PCの環境整備等に関わる「技術ボランティア」や「パソコンボランティア」、
情報を収集し提供する「情報ボランティア」の役割だけに終わらない
コミュニケーションスキルを磨く場におけるコミュニケーション・ボランティアが
生まれました。
これは、安否確認、心のふれあう話し相手、ピアカウンセリングといった
カウンセリングマインドのある人々と関わる社会体験の場で、生身の人間
お互いに快いコミュニケーションを目指して、交流することをねらいとしています。
人間関係を切磋琢磨するといった要素を含む、心のバリアフリー双方向対応のボランティアです。
発言になれない人も、安心して、発言し、仲間がそれを見守ります。
「つながる」喜びを共感しながら、個性を認め合った交流に発展させたいものです。

(2)新しいインターネット活用法が可能にしたバリアフリー・ボランティアの試み:
バリアフリー・ボランティアは、性別・年齢・学歴・宗教・政治・職業・人種・民族・国籍・
障害のあるなしに関わらず、フラットな関係で、活動時間・地域を越え、
目的に応じたボランタリーな活動をします。
ABS21では、障害のある人も、そのご家族も、ボランティアの立場でかかわります。

(3)ABS21のバリアフリー社会(ノーマライゼーション)への試み:
障害のあるなしに関わらず、個性を伸ばし、認め合い、共に活動できる喜びが、
障害当事者のエンパワーメントに繋がります。
ABS21を社会参加の場、社会復帰の場として活用し、障害当事者の生活の自立促進に繋げ、
誰もが自分らしく生きられる地域にしていきたいものです。

 以下は、担当教授からです。(一部編集)
お二人のお話は、とてもうまく伝わったと思います。
これまでも大学以外から講演者をお願いすることがありましたが、
学生がこんなに熱心に聴いてくれることはあまりありませんでした。
咳ひとつ聞こえませんでした、これだけ集中した授業は最近では稀なことでした。
学生にとっては、文字通り貴重な機会を戴きました。
介助して駅まで送り迎えした学生にとっても、とてもいい経験になったはずです。
Kさんを同道された三竹さんの慧眼に、いまさらながら驚嘆・敬服した次第です。

  学生の反応を若干----
・「自分たちがふだん当然と思っていたことでも、障害をもっていたりして、
立場が違うと、大きな問題になるということが具体的にわかりました」
・「高齢社会の到来、と字面ではわかっているつもりだったのですが、さまざまな事例を教えていただ
いてとてもrealityをもって理解できたように思います」
・「先生から昨夜突然、介助者求むのメッセージをもらい、
インターネットを通して仲間を募りました。
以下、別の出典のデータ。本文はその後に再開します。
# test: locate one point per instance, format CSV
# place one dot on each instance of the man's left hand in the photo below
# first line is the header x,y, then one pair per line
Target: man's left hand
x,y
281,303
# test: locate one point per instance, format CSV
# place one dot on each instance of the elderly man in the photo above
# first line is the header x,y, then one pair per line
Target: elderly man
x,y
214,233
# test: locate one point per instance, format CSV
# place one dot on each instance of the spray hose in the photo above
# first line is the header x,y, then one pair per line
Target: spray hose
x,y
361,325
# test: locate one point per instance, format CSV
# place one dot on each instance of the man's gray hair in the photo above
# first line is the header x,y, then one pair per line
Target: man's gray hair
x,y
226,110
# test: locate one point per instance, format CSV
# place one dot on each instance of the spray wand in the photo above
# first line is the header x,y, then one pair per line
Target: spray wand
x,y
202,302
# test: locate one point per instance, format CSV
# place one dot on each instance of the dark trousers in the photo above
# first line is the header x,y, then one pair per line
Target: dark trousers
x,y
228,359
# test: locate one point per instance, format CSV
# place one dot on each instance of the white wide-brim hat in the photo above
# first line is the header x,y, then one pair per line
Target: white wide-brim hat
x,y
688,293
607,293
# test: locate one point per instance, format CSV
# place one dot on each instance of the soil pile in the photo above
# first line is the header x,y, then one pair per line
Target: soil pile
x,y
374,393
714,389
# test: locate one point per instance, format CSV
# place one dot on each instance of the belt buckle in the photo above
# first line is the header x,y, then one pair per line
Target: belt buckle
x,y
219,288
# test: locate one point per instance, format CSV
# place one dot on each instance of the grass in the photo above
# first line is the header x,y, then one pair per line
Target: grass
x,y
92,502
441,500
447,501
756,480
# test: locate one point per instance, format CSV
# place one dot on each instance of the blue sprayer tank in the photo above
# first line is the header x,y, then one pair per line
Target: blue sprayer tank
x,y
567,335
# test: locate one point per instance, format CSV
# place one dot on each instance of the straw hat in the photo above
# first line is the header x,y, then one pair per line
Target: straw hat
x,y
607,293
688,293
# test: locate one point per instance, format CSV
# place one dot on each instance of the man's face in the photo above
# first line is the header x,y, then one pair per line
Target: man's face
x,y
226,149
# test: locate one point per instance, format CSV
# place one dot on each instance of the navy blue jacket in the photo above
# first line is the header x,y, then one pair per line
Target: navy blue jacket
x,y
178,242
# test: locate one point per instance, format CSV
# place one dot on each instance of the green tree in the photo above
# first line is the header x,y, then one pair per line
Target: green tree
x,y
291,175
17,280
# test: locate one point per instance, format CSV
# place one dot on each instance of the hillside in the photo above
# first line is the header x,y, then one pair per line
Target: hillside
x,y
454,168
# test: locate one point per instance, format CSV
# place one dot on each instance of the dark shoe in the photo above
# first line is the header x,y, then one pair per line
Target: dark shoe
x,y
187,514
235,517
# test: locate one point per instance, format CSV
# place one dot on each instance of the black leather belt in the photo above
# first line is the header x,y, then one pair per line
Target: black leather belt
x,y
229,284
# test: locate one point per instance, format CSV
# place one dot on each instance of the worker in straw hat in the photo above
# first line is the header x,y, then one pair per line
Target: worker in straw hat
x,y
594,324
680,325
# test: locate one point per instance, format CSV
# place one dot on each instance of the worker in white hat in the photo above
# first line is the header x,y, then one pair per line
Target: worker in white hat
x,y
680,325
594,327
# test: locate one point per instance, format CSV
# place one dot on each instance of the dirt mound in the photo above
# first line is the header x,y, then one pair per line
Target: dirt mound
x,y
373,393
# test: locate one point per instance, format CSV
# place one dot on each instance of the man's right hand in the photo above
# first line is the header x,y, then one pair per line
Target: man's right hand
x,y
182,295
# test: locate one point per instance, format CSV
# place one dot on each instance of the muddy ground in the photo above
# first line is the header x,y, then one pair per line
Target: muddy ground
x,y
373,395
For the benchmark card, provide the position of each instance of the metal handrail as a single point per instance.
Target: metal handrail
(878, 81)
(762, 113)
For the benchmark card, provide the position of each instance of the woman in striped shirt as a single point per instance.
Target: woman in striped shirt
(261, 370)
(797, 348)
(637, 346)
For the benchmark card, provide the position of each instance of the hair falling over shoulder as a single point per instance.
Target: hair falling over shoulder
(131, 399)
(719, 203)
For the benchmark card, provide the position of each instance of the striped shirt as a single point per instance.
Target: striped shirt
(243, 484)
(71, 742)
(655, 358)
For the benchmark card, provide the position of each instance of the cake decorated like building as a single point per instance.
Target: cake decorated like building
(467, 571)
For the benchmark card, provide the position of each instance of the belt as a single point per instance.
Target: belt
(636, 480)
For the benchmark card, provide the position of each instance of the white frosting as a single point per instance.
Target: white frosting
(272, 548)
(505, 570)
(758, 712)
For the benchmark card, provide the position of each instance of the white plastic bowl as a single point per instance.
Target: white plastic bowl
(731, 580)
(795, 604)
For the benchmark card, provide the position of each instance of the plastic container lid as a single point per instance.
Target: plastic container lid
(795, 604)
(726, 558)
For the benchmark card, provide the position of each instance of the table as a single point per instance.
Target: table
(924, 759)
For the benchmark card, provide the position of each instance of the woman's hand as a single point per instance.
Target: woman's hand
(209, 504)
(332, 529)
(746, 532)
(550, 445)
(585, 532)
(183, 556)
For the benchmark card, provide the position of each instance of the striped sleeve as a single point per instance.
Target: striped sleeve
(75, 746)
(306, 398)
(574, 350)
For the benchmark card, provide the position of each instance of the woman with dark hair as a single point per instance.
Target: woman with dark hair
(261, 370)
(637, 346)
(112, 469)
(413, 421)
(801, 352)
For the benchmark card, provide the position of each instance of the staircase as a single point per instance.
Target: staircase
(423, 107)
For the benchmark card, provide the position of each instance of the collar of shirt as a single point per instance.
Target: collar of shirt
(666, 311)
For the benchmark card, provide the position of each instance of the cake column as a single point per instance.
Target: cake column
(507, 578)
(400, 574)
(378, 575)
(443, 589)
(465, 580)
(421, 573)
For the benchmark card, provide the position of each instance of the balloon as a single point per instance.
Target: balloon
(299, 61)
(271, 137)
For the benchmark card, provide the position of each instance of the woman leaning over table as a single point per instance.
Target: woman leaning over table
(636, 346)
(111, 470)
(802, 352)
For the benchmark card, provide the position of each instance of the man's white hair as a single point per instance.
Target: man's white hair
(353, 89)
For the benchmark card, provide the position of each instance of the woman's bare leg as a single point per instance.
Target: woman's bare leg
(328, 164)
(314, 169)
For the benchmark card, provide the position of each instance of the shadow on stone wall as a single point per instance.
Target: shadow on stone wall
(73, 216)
3人が応じてくれたので、
かれらと共にKさんを介助しに駅まで行ってみました。
インターネットの威力を感じるとともに、高齢社会も情報社会も結局、
人が働かなくては物事は片づかないのだということを感じました」、
・「パソコンはインターフェースが向上したとはいえ、障害者を考えると、
まだまだ改良の余地がたくさんあることがわかりました」
など、多くの学生の目から鱗が落ちたようです。